Après tout, cet homme était chez lui ; et vous, vous étiez bel et bien en train de le voler.
— De le voler ? Mon Dieu, mon Dieu ! vous allez m’appeler filou bientôt !… Assurément, Kemp, vous n’êtes pas assez naïf pour donner dans les vieux préjugés. Vous figurez-vous ma position ?
— Et la sienne ! »
L’homme invisible s’interrompit d’un air piqué :
— Que voulez-vous dire ?
La figure de Kemp devint un peu dure. Il allait parler, mais il se retint.
— Somme toute, — fit-il avec un changement subit, — je pense qu’il fallait marcher. Vous étiez dans une impasse. Mais encore…
— Évidemment, j’étais dans une impasse, dans une terrible impasse ! Et il faut dire aussi que cet homme m’avait mis en fureur, à me pourchasser partout dans sa maison, à gesticuler comme un fou avec son revolver, à fermer et à ouvrir toutes ses portes. Il était tout simplement exaspérant. Vous ne me blâmez point, n’est-ce pas ? Vous ne me blâmez point ?
— Je ne blâme jamais personne, répondit Kemp.

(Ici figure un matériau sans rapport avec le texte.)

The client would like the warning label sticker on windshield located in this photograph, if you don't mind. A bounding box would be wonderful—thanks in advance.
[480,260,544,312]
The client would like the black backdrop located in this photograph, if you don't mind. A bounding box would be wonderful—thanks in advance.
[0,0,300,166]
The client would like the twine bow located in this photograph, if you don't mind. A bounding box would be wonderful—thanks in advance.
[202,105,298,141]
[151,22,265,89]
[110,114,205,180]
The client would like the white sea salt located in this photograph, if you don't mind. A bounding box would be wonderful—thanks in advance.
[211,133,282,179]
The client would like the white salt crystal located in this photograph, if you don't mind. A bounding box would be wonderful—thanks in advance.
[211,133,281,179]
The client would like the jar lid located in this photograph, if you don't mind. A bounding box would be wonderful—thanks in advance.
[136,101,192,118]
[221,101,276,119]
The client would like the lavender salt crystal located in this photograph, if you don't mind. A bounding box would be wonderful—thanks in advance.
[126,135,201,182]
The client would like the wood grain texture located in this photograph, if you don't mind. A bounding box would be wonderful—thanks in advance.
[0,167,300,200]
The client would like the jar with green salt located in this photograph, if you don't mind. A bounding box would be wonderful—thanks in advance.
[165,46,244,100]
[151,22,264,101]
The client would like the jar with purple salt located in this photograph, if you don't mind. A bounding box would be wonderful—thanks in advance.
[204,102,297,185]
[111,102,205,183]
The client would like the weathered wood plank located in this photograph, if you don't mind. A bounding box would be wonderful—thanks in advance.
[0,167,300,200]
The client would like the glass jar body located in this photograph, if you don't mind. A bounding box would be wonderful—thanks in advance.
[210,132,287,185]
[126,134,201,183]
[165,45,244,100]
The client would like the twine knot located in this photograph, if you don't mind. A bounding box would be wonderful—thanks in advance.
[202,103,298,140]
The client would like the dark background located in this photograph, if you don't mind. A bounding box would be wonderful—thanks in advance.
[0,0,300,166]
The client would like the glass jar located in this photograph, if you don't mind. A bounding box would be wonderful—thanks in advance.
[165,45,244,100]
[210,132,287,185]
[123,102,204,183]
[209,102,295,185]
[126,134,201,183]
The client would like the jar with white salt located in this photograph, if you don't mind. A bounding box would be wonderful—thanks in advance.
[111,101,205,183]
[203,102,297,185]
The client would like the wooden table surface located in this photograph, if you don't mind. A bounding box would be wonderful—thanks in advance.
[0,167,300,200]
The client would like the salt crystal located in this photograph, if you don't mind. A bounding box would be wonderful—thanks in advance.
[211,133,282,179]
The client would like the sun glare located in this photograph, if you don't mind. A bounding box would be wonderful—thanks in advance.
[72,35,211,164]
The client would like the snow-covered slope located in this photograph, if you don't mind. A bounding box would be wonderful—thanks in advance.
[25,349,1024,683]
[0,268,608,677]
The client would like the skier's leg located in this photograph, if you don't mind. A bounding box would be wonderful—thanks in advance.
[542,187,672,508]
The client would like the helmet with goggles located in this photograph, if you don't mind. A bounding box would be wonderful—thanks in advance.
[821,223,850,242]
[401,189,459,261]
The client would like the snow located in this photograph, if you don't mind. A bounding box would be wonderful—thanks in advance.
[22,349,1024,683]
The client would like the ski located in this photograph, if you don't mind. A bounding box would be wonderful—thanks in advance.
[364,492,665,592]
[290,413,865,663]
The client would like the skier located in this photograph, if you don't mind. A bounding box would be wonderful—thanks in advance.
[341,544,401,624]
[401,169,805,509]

Ça ne se fait plus… Et ensuite ?
— J’avais faim. En bas, je trouvai du pain et du fromage qui sentait fort : c’était plus qu’il ne fallait pour satisfaire mon appétit. Je bus un peu d’eau-de-vie avec de l’eau. Puis, je retournai, en passant par-dessus le sac, — il gisait toujours là, immobile — je retournai dans la chambre aux vieux habits. Elle donnait sur la rue ; deux rideaux au crochet, noirs de saleté, ornaient la fenêtre ; j’allai regarder au travers : dehors, le jour était clair, éblouissant, par contraste avec les ombres de la maison lugubre où je me trouvais. La circulation était active : des charrettes de fruits, un cab, une voiture à galerie couverte de caisses, la charrette d’un marchand de poisson… Quand je me retournai, des taches de couleur flottaient devant mes yeux sur les meubles couverts d’ombre. À mon agitation, maintenant, succédait une claire intelligence des choses. La chambre était pleine d’une légère odeur de benzine, employée, je suppose, pour nettoyer les habits.